Chopin’nin eserlerini çalarken ülkesinden ayrılan küçük bir çocuğun özlemini, kırgınlıklarını, kalbindeki üzüntüyü ve bunun notalarına yansımasını çok iyi anlayabiliyorum.
Kendini gelecekte nasıl hayal ediyorsun? Hayallerin hep piyanistliğe dair mi?
Gelecekte kendimi Viyana’da yaşayan bir piyanist olarak hayal ediyorum. Hayatımın merkezinde piyano olduğu için hayallerimde de hep piyano var. Karavanım olmasını ve tüm dünyayı şehir şehir, kasaba kasaba dolaşıp konser vermeyi çok istiyorum. Piyanomun sesini herkese duyurabilmeyi hayal ediyorum.
Ne kadar güzel hayaller bunlar… Sence başarılı bir piyanist hangi özelliklere sahip olmalı? Bir müzisyen olarak, senin başarı tanımın nedir?
Başarılı bir piyanist disiplinli, özverili ve enstrümanını çok seviyor olmalı çünkü okul dışında geçirdiğimiz zamanın büyük bir kısmını enstrümanımız ile geçiriyoruz. Kısaca bu işi çok sevmek ve çok emek vermek, çok çalışmak gerekir. Başarılı bir piyanist olmak için farklı kişilerden eğitim almak, sadece piyano değil solfej, armoni ve teori derslerinin de iyi olması gerekir. Çünkü müzik bir bütündür.
İyi bir piyanist aynı zamanda duygusal anlamda ve fiziksel anlamda kendisini donanımlı yetiştirmelidir. Spor da hayatında olmalıdır. Ben yüzmeyi çok seviyorum, fırsat buldukça yüzüyorum.
İyi bir okur olursa diğer piyanistlerin hayat hikayelerini okuyarak nasıl başarılı olduklarını anlar, eserlerindeki tüm ayrıntıları duyabilir ve bu onun yaratıcılığını arttırır.
Sen nasıl bir çalışma temposu izliyorsun? Günde kaç saat çalışırsın ve örneğin zorlu bir eseri öğrenirken nasıl bir yöntem izlersin?
Aslında gittiğim okul bize bu konuda çok yol gösterici. Her yıl 1 saat daha artıyor çalışma saatim. Şu an için hafta içi 4 saat çalışıyorum. Önce teknik çalışmalarımı yapıyorum, sonra da parçalarıma geçiyorum. Hafta sonlarında da süre daha çok oluyor. Deşifre parçalarımı hafta sonu çıkartıyorum.
Kendini nasıl bir piyanist adayı olarak tanımlarsın Ceylin Ada?
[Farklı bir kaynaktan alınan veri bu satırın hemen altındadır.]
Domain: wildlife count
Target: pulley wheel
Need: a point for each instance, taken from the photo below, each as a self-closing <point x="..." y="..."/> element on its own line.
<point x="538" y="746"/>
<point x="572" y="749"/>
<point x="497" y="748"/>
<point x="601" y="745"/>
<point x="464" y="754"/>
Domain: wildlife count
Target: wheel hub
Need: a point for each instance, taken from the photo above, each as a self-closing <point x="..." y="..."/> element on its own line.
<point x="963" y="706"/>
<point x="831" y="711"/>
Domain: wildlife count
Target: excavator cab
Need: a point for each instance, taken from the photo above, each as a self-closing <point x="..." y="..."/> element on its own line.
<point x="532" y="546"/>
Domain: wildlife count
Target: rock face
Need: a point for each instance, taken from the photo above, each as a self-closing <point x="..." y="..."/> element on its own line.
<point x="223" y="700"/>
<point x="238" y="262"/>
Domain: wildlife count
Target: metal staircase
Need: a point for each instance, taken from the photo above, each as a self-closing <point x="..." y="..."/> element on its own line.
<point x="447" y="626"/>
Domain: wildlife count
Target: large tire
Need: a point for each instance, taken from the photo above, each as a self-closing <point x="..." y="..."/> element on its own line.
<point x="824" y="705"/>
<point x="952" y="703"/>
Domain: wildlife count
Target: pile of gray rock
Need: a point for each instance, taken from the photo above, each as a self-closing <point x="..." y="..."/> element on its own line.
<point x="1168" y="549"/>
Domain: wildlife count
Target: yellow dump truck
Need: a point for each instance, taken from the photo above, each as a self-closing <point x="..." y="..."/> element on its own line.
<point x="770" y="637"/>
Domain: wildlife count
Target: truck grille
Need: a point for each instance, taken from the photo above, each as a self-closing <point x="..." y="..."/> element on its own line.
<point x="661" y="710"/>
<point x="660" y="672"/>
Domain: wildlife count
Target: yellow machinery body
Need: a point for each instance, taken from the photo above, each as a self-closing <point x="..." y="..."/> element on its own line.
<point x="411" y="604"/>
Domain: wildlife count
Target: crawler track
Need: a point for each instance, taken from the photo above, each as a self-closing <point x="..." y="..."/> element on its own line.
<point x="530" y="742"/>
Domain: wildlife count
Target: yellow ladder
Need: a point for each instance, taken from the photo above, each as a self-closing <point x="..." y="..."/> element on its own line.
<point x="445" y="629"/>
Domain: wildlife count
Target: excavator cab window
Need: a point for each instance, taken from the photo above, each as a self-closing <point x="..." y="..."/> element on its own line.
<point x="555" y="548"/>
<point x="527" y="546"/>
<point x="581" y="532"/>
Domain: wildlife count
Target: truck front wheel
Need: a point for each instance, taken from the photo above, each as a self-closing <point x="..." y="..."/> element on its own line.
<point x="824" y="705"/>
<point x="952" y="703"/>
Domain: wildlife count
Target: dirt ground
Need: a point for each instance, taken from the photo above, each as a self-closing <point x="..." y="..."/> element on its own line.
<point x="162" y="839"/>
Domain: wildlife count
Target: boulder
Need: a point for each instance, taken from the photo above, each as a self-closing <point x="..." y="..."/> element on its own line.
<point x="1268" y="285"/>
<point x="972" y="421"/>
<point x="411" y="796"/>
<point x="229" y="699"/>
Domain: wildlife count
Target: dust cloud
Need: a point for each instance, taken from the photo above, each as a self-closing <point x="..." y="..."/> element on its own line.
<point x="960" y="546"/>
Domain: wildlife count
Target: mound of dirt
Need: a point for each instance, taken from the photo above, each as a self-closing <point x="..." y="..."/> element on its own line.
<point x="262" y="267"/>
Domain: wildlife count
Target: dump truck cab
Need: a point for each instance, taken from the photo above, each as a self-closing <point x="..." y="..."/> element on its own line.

Mutlu, eğlenmeyi seven biriyim. Piyano çalarken de çok eğleniyorum. Başarılı bir piyanist olma yolunda yavaş ve emin adımlarla hedeflerime doğru adım attığımı düşünüyorum.
Zaman tünelinden geçip tanışmak istediğin besteci kim? Ve ona ne sormak / söylemek isterdin?
Bu sorunun cevabı tabi ki Bach olur. Bach’ın dünyası her zaman büyülü gelmiştir. Etütleri nasıl yazdığını sormak isterdim.
Peki yakın döneme dair projelerin, hayallerin neler?
Öncelikle ülkemde de düzenlenen yarışmalara katılmak istiyorum. Ve henüz çalışma fırsatı bulamadığım, çalışmak istediğim piyanistler var, onlarla çalışmayı çok istiyorum. Bilkent Üniversitesi Müzik ve Sahne Sanatları Fakültesi öğrencisi olarak Ahmet Adnan Saygun’un eserlerini çalmak istiyorum. Barok dönem benim için keşfedilememiş bir hazine gibi: Klavsen çalmak ve bu konuda eğitim almak istiyorum.
Bu keyifli söyleşi için çok teşekkürler. Seni ileride harika yerlerde göreceğime eminim.